14 Available Moods (click to expand)
  • 😊 Neutral - Classic cheerful Miku
  • 😴 Asleep - Sleepy and minimally responsive
  • 😪 Sleepy - Getting tired, simple responses
  • 🎉 Excited - Extra energetic and enthusiastic
  • 💫 Bubbly - Playful and giggly
  • 🤔 Curious - Inquisitive and wondering
  • 😳 Shy - Blushing and hesitant
  • 🤪 Silly - Goofy and fun-loving
  • 😠 Angry - Frustrated or upset
  • 😤 Irritated - Mildly annoyed
  • 😢 Melancholy - Sad and reflective
  • 😏 Flirty - Playful and teasing
  • 💕 Romantic - Sweet and affectionate
  • 🎯 Serious - Focused and thoughtful
  • Per-Server Mood Tracking - Different moods in different servers
  • DM Mood Persistence - Separate mood state for private conversations
  • Automatic Mood Shifts - Responds to conversation sentiment

🤖 Autonomous Behavior System V2

The bot features a sophisticated context-aware decision engine that makes Miku feel alive:

  • Intelligent Activity Detection - Tracks message frequency, user presence, and channel activity
  • Non-Intrusive - Won't spam or interrupt important conversations
  • Mood-Based Personality - Behavioral patterns change with mood
  • Multiple Action Types:
    • 💬 General conversation starters
    • 👋 Engaging specific users
    • 🐦 Sharing Miku tweets
    • 💬 Joining ongoing conversations
    • 🎨 Changing profile pictures
    • 😊 Reacting to messages

Rate Limiting: Minimum 30-second cooldown between autonomous actions to prevent spam.

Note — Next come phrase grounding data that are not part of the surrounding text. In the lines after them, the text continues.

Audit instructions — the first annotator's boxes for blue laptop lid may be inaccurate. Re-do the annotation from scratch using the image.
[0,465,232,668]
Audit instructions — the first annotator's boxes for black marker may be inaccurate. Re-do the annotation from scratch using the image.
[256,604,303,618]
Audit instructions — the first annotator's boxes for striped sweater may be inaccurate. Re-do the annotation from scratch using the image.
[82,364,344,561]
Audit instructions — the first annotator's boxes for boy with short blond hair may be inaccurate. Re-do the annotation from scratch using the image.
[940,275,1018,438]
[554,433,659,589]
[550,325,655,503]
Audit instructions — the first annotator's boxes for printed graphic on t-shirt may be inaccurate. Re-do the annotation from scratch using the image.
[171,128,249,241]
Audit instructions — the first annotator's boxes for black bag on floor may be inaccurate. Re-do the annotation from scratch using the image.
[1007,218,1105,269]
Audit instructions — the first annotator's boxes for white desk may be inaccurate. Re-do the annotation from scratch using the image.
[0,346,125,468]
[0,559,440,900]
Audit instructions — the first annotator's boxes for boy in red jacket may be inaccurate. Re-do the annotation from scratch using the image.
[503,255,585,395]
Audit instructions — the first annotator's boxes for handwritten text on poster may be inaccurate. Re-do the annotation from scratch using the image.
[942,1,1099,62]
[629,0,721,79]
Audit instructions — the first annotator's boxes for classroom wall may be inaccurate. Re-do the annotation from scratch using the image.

👁️ Vision & Media Processing

  • Image Analysis - Describe images shared in chat using MiniCPM-V 4.5
  • Video Understanding - Extracts frames and analyzes video content
  • GIF Support - Processes animated GIFs (converts to MP4 if needed)
  • Embed Content Extraction - Reads Twitter/X embeds without API
  • Face Detection - On-demand anime face detection service (GPU-accelerated)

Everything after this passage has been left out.